Corriere di Romagna – lettere al direttore
(Rimini, 10 ottobre 2010)

Perché parlare oggi di violenza contro le donne? Non è il 25 novembre, giorno internazionale della lotta alla violenza di genere, e non è neppure l’8 marzo.

E’un giorno normale. Un giorno di una settimana qualsiasi di un mese qualsiasi. Ma noi volontarie di Rompi il Silenzio (e questo vale per tutte le altre associazioni e servizi che combattono la violenza contro le donne) non lavoriamo solo l’8 marzo o il 25 novembre. Lavoriamo tutti i giorni, tra mille difficoltà. Incontriamo le donne che subiscono violenza nella nostra provincia, e osserviamo che il loro numero cresce sempre, e che la condizione in cui tutte ci troviamo a vivere è sempre più difficile.

E allora nasce il desiderio, di più, l’urgenza, di esserci, di essere visibili, anche in un giorno come tutti, in una settimana come tutte. Che poi è la settimana che ha visto morire Begum, lapidata da suo marito perché si opponeva a che sua figlia fosse costretta a sposarsi senza amore; ed è la settimana in cui il cadavere di Sara, 15 anni, è stato trovato abbandonato dentro un pozzo. Suo zio ha confessato. Gli inquirenti sostengono che è stata uccisa perché aveva intenzione di rivelare le molestie subìte al resto della famiglia.

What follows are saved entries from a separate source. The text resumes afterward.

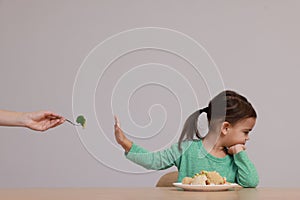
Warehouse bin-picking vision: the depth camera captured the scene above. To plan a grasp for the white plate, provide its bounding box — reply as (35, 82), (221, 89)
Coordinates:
(173, 183), (241, 191)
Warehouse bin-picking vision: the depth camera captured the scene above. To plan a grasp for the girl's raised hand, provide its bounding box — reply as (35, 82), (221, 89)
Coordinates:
(114, 116), (132, 152)
(227, 144), (246, 155)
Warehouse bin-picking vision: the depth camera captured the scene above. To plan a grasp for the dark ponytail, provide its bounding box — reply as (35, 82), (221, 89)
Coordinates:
(178, 107), (209, 150)
(178, 90), (257, 150)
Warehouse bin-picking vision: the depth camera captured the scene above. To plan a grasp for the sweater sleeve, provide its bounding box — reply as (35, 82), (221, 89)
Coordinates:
(234, 151), (259, 187)
(125, 143), (188, 170)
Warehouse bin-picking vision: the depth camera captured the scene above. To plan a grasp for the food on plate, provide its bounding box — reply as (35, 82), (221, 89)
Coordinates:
(76, 115), (86, 128)
(182, 170), (226, 185)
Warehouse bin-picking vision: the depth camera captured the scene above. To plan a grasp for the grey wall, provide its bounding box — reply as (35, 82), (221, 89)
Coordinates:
(0, 0), (300, 187)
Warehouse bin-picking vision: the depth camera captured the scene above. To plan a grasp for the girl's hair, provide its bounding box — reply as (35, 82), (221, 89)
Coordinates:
(179, 90), (257, 149)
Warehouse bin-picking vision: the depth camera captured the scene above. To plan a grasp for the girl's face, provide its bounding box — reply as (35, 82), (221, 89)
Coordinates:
(224, 117), (256, 147)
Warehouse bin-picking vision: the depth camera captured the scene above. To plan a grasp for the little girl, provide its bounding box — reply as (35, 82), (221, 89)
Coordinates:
(115, 91), (258, 187)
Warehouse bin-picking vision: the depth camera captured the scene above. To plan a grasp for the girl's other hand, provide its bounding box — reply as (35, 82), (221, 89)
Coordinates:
(227, 144), (246, 155)
(115, 116), (132, 152)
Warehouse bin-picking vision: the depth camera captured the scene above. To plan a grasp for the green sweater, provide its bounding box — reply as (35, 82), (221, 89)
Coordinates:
(125, 140), (259, 187)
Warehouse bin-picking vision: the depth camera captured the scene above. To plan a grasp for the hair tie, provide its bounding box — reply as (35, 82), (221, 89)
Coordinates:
(199, 107), (208, 114)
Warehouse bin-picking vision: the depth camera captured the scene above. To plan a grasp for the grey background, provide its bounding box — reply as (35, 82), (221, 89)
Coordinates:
(0, 0), (300, 188)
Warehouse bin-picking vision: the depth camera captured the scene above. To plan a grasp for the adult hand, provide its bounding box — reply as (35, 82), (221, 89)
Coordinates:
(21, 111), (65, 131)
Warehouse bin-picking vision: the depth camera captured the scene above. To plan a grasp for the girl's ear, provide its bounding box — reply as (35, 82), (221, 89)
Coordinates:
(221, 122), (231, 135)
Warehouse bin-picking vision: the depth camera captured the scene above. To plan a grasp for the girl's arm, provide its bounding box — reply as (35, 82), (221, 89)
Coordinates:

E una settimana o due prima, cos’era successo? Era morta a Portici Teresa, crivellata di colpi per aver denunciato il molestatore della sua bambina,prima lasciata sola in mezzo al nulla dei diritti negati,e poi celebrata come una martire. A Rimini l’aveva seguita dopo poco Monica, accoltellata prima e trapassata da una freccia poi, come un animale raggiunto dal cacciatore. Per non parlare delle altre, donne comuni,magari schiave, o prostitute bambine, che non avranno certo l’onore delle prime pagine.

Ormai non passa un giorno. E’ un’epidemia. Solo che è un’epidemia di femminicidi. E mai come ora la violenza contro le donne è anche nelle parole.

Di alcuni media e della politica, che si scagliano contro l'”Islam fondamentalista” quando ad essere uccisa è una Begum, con tanto di strumentalizzazioni e richieste di leggi speciali, mentre quando ad essere uccisa è una Monica o una Sara, e ad uccidere è uno zio, un padre o un marito che non si inginocchia verso la Mecca, parlano con aria compunta di “tragedia della follia”, di “dramma familiare”.

La stessa politica (con la p microscopica, più che minuscola) che pretenderebbe di far passare come “modernità” la vetusta pratica di utilizzare il proprio corpo per far carriera e le donne che vi si oppongono come “antiquate”; gli stessi media che ci restituiscono ogni giorno donne nude e semi(svestite), intere e a pezzi, in filmati, manifesti e spot pubblicitari che ormai non alludono neppure più, semmai apertamente dichiarano.

I Centri Antiviolenza come il nostro credono nella forza delle parole, nello scambio di energia che creano, nel circuito virtuoso di azioni e reazioni che mettono in moto. Noi tutte crediamo che sia importante.